Wednesday, 29 April 2009

Kenilworth Castle Elizabethan Gardens

For the past four weeks, I've been up at the Castle, one day a week, helping to get the new Elizabethan Garden in order ready for its official opening this week. I had originally volunteered over a year ago, and was delighted when I heard from them in March. Working alongside another garden volunteer: Julie, has been fun. We have a lot of laughs and get on well, and have now arranged a day when we can both go, and work together. This is Julie sat on an oak bench on one of the paths. A lady of leisure rather like myself, she is a trained gardener, who also volunteers one day a week at a National Trust House. Julie works one day a week at present for paying customers.

There are a large variety of plants in the sections but we both agree that the real stars will probably be overlooked: the self seeded wall flowers growing wild on the Castle Walls.

The first week, when the fountain was being built, we were asked not to take any pictures. As we worked we also watched the carvers putting the final touches to the various scenes carved into the white Carrera Marble.

Yesterday however I took some, as that very evening, Kenilworth residents were being invited to view the gardens. I've helped to weed the beds, dead head the hundreds of thrifts which edge some of the beds, and hoe the sand and gravel paths. Yesterday it was all hands to the deck with workers from other English Heritage sites coming over to help. I know that Fiona, the Head Gardener will be delighted with the way the garden is looking for all the visitors this week.

Yesterday was the day that Kenilworth residents were invited to view the gardens. I did right to reserve a place as the event was well over subscribed.
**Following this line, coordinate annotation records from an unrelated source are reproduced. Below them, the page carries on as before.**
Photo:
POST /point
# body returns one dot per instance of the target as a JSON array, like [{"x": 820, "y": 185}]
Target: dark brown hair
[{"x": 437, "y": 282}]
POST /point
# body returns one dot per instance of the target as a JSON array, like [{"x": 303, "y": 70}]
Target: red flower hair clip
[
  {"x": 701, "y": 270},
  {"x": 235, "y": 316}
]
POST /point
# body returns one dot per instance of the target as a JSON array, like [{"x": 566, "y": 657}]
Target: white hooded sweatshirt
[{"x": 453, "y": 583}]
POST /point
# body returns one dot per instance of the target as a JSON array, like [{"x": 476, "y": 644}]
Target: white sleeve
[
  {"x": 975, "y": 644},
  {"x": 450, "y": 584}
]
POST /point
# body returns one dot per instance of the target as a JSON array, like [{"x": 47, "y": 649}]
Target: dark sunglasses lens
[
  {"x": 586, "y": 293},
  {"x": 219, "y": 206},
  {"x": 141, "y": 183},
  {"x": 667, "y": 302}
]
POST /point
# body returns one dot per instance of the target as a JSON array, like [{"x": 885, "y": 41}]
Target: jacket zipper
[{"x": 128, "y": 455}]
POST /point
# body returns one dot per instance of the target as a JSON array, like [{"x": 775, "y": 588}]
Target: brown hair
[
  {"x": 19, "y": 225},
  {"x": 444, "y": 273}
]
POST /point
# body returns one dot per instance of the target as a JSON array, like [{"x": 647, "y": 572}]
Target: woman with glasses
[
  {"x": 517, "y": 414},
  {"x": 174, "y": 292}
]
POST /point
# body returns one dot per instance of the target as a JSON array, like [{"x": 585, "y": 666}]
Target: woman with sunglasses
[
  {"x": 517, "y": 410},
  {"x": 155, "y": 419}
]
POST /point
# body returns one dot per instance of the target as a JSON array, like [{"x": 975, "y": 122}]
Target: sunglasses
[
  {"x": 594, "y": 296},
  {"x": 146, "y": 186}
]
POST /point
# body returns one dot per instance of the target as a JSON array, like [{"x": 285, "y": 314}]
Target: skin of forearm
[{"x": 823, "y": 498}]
We dressed for the occassion, smartly as one does in Kenilworth, and I enjoyed meeting some friends and introducing David to them. After the welcome drink and canapes, the crowds descended into the garden, which looked fabulous with the flowers glowing in the evening light. The team must have worked like the clappers after I had left, as the beds and paths looked spotless. It was also the first time I had seen the fountain working . The carvings are excellent and hopefully English Heritage will soon publish a guide explaining the various panels.
Earlier in the day the Guinea Fowl were making quite a racket, but they seemed to be much more quiet during the evening. The pheasants were strutting their stuff and the canaries I think were settled in for the evening. I think they sensed that soon the crowds would be leaving as heavy and dark clouds amassed and like many, we made a quick dash home after only 15 minutes or so in the garden. The Aviary is quite stunning, with its jewels set just under the roof, and its fine mesh, knitted, yes, looks like garter stitch in fine steel. At least no one will be able to poke fingers or anything else and worry the birds.

With the wonderful wide paths, I was amazed at the number of people who walked on the narrow grass edgings, which had been so very carefully groomed. I think they will have to put some Keep off the Grass Signs.